Does anyone else think Boudreaux needs his own country cooking show? Like, badly. Salsano seems to agree, for one. "Lyle is a great cook!" she confirms. "He always makes extra so the crew gets to eat some, too, and they all love it."
As Daddy and the boys are down by the pool relaxing, Hott Dogg comes out on the balcony to ask Daddy for one more last-minute bang sesh. Could this girl get any more thoughtful?
Daddy decides to spice things up in the bedroom by making love to a wiener, um, as a wiener. "I have never done a hotdog before," she explains of Daddy wearing her hotdog costume. "This is going to be a first for me."
Boy, that'll be fun to explain to the kids one day.
On their last morning in Biloxi, Murray fixes everyone a big-ol' Southern breakfast that would make any mama proud. Then, everyone grieves the end of vacation in their own way.
Daddy forlornly packs up his bazillion bongs. Hott Dogg cries because, well, she's a bit of a crier. Lyle vows to fart all over the house during their last few hours in it.
One by one, they all leave — in agreement that this summer was far superior to the last. And that, despite all the drama, you know what?
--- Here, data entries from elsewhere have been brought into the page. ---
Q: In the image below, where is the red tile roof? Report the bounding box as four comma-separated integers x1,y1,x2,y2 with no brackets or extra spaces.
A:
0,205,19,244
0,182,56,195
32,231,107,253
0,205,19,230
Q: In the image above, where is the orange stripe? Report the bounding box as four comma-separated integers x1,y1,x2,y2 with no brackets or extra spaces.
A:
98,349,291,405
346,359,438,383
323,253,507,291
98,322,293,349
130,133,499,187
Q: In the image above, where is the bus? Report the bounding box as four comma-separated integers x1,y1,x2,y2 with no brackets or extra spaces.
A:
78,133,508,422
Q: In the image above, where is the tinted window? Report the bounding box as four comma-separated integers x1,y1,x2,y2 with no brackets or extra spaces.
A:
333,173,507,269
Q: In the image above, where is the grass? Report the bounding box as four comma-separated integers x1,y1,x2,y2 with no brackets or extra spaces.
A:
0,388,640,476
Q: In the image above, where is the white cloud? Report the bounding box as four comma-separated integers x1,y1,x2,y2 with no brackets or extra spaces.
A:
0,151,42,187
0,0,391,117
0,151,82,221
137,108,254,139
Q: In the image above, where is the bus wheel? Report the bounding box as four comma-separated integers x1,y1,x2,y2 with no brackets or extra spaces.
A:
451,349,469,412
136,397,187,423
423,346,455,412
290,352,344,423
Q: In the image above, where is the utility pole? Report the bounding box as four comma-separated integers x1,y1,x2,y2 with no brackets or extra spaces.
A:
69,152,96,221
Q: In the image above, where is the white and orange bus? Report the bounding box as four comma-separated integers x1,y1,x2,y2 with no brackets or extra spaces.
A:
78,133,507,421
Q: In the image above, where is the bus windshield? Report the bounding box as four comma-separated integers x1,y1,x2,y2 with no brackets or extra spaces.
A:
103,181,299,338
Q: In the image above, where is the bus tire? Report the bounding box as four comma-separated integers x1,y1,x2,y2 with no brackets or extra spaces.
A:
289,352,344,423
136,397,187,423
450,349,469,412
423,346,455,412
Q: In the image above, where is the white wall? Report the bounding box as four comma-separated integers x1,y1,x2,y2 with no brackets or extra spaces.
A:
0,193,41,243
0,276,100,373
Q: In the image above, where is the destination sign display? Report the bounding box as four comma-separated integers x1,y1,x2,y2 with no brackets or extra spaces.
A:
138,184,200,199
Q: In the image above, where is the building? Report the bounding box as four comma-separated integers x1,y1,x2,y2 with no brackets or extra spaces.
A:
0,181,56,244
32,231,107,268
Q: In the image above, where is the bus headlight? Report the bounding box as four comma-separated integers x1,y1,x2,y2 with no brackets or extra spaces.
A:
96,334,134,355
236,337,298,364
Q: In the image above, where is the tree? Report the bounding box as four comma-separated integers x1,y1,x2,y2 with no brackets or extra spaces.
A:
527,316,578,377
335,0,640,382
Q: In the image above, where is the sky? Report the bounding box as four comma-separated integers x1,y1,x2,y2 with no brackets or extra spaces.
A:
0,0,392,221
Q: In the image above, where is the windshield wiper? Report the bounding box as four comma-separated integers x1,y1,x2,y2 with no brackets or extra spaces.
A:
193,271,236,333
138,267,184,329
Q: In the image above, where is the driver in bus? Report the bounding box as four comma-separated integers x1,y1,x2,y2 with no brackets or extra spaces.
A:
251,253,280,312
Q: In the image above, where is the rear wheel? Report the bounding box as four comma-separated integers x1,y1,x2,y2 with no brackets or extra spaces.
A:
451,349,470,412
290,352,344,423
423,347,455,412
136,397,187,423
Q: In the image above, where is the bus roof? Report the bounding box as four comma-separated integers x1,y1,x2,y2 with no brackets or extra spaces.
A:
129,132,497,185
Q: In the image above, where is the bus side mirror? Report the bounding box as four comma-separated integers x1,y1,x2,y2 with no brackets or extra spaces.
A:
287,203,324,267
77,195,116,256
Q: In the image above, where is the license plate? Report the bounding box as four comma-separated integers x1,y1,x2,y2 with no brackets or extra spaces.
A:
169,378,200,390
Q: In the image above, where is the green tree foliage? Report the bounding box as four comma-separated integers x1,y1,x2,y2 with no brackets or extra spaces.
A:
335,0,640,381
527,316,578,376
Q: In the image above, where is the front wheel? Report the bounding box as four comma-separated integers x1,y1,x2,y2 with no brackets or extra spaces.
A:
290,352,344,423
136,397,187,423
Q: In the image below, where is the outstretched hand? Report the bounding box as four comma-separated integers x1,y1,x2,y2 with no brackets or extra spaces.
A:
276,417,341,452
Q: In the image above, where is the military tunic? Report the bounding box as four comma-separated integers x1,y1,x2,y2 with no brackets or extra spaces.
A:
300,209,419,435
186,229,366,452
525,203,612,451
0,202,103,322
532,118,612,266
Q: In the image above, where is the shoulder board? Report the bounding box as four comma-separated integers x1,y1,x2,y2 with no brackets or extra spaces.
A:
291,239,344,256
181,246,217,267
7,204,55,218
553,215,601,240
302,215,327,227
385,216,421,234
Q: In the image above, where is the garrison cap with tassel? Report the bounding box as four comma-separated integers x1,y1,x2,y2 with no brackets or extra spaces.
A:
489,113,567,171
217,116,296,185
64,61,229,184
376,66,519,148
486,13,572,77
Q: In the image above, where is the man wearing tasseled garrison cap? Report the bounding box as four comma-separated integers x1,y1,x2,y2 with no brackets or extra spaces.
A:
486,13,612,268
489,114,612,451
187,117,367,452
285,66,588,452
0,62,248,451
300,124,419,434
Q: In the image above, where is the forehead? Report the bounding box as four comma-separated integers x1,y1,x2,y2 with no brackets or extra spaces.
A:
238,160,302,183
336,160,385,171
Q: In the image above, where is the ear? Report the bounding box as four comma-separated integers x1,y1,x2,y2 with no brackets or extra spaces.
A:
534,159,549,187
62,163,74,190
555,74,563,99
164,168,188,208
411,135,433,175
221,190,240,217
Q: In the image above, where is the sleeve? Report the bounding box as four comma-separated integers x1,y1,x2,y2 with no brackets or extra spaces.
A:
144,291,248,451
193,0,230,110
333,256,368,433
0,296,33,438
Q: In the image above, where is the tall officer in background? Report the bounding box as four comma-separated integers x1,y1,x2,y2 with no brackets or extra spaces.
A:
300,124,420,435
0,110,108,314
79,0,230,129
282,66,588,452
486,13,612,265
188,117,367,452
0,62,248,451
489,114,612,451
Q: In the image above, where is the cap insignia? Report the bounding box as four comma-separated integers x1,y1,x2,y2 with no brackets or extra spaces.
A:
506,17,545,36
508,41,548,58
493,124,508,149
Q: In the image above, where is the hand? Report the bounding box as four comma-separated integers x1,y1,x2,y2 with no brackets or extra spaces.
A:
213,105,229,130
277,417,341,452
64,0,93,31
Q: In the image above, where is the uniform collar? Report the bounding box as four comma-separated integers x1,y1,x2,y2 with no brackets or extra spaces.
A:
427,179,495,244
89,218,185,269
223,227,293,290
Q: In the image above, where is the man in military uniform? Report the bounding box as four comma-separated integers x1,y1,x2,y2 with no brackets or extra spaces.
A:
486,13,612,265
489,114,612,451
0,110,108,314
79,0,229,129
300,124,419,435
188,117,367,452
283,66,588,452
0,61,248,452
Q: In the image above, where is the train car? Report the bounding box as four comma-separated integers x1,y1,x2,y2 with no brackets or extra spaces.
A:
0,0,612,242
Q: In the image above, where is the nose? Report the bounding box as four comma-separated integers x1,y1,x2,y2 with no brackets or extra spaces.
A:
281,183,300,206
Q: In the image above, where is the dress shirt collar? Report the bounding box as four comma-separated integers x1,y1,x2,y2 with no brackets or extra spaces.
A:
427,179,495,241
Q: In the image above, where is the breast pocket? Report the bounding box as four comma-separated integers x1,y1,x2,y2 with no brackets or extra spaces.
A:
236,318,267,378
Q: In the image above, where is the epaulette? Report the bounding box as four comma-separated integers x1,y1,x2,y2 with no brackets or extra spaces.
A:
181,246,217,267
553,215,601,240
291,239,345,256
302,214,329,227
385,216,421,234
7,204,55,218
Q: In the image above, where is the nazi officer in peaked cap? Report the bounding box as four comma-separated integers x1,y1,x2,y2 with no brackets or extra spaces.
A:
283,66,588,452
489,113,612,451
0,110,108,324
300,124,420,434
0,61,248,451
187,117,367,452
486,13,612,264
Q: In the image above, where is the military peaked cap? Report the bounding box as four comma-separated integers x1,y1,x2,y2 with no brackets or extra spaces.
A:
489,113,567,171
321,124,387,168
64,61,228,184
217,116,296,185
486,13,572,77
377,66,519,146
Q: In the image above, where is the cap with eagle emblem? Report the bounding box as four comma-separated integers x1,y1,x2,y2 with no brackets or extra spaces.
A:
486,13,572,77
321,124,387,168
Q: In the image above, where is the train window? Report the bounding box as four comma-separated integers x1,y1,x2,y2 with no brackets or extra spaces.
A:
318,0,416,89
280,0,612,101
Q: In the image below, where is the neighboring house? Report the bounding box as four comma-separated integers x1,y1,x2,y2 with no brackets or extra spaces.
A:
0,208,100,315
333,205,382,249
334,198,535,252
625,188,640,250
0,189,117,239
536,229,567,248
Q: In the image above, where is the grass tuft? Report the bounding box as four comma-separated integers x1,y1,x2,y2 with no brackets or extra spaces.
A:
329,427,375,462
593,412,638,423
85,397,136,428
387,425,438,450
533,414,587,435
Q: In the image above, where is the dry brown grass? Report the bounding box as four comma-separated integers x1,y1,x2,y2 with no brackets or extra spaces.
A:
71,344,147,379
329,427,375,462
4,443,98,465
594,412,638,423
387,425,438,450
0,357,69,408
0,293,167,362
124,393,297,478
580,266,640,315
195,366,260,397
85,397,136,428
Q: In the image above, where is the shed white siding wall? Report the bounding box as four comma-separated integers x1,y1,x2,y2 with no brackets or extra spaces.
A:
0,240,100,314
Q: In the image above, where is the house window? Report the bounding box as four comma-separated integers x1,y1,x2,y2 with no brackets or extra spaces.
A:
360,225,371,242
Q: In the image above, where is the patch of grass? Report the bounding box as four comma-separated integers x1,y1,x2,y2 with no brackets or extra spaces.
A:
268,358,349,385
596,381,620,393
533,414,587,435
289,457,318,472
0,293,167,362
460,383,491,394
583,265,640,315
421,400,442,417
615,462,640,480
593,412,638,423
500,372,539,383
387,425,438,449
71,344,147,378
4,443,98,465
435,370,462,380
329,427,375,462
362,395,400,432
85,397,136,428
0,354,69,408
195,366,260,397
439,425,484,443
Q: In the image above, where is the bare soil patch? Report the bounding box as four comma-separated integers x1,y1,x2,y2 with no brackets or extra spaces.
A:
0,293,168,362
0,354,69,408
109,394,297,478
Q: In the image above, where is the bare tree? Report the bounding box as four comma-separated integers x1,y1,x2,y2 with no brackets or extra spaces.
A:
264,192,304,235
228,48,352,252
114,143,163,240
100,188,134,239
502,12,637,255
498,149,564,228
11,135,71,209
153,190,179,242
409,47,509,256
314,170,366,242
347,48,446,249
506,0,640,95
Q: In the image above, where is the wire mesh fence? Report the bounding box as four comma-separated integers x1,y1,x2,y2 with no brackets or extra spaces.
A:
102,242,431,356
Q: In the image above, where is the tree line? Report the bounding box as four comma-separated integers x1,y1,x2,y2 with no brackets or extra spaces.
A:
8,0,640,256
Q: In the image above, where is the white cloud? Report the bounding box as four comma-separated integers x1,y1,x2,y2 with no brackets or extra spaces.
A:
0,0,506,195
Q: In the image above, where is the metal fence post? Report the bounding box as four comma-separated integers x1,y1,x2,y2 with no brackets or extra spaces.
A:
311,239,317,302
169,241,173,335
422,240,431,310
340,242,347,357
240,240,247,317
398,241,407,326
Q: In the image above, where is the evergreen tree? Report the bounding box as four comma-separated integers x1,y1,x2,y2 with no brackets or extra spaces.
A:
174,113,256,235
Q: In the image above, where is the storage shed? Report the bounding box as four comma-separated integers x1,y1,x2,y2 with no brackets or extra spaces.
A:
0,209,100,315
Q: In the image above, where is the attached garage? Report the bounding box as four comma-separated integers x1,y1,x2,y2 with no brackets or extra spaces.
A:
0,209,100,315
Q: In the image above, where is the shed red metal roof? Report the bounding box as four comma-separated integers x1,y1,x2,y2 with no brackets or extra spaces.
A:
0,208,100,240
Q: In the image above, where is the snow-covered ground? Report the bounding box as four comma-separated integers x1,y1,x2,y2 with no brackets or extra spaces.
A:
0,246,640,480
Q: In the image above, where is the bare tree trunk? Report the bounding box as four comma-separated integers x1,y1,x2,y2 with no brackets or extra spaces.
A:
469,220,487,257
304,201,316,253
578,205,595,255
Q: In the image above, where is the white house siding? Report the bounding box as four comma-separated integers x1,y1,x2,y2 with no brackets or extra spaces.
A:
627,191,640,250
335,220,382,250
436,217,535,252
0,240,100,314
Hott Dogg and Daddy actually do make one cute couple.
And, wouldn't you know, this season of Party Down South's star-crossed lovers are the last two to leave.
As Hott Dogg laments the fact that she won't see Daddy or hear his voice every day, Daddy admits that maybe there is something real between them after all.
"Hott Dogg saved me from going out, getting drunk and bringing home a girl that looked like the Predator," he says. "I think she's a really cool chick, a sweet girl and this has been a home run for her and me."
Say it with me, y'all: "Awwww!" Could next season of Party Down South include a wedding? One (and by one, I totally mean me) can only hope.
Teases Salsano, "Everyone loves Hott Dogg and Daddy; they're the Southern power couple. Are they still together? You'll have to watch and find out..."
But, regardless of Hott Dogg and Daddy's romantic fate, our favorite posse of party-all-nighters will be back before we know it, assures Salsano.
"This is definitely not the end for these guys. Don't worry. There will be more funneling, more pretzeling and more partying still to come!"